I didn't know where else to post this. I am looking to get a new trainer's vest. Does anyone have any suggestions? I have gotten one through leerburg and Elite k-9 before, so I am looking for other places to check out.

Thanks in advance,

Shawn


----------



## Bob Scott (Mar 30, 2006)

Good stuff

http://www.customk9creations.com/index.html


----------



## Val Schwarzmueller (Mar 18, 2011)

Hi Shawn, here is one place where I shop. http://www.hallmarkk9.com/

Good luck Val


----------



## will fernandez (May 17, 2006)

I have been interested in this one. looks pretty interesting. 

http://www.mcrs-magnetball.be/


----------



## will fernandez (May 17, 2006)

anybody here use it already or the top matic version?


----------



## Brian Anderson (Dec 2, 2010)

Shawn I have a vest I got at Bass Pro. Its a hunting/shooters vest with lots of pockets and pouches and I paid about 20 bucks for it. Half the time I dont use it because I get a notion and grab a dog and off we go lol.


----------



## Pete Stevens (Dec 16, 2010)

I like the ones from Schweikert....good vest and a great price.


----------



## Shawn Reed (Nov 9, 2010)

Thanks for the responses everyone! I think it's between the Gappay from hallmark and Schweikert so far. The Schweikert is priced nicely.


----------



## Erica Boling (Jun 17, 2008)

I love my Seynaeve vest...

http://leerburg.com/1295.htm


----------



## Skip Morgart (Dec 19, 2008)

I REALLY like this one. Best one I've found, AND the only one with removable sleeves.

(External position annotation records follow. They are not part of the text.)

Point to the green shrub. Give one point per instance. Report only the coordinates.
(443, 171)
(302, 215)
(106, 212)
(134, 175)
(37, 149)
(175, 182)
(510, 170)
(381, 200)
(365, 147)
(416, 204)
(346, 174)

http://www.fordogtrainers.com/index.php?main_page=product_info&cPath=368&products_id=2188


----------



## Shawn Reed (Nov 9, 2010)

Pete Stevens said:


> I like the ones from Schweikert....good vest and a great price.





Skip Morgart said:


> I REALLY like this one. Best one I've found, AND the only one with removable sleeves.
> 
> http://www.fordogtrainers.com/index.php?main_page=product_info&cPath=368&products_id=2188



Skip, do you own one? Is this company in Israel?


----------



## Pete Stevens (Dec 16, 2010)

I own a Schweikert, actually several. For the price, even on the ball dropper, its very reasonable. Just a good as any I have seen on any field that I've trained on. $50 for a standard vest and $75 for the ball dropper. I wish there were some made in the US that as good. I hear some are being made and will be on the market soon.


----------



## Skip Morgart (Dec 19, 2008)

Shawn Reed said:


> Skip, do you own one? Is this company in Israel?


I own 2 of them. I don't know where the company is located. It didn't matter to me. They are really good vests, and I see more and more trainers wearing them.


----------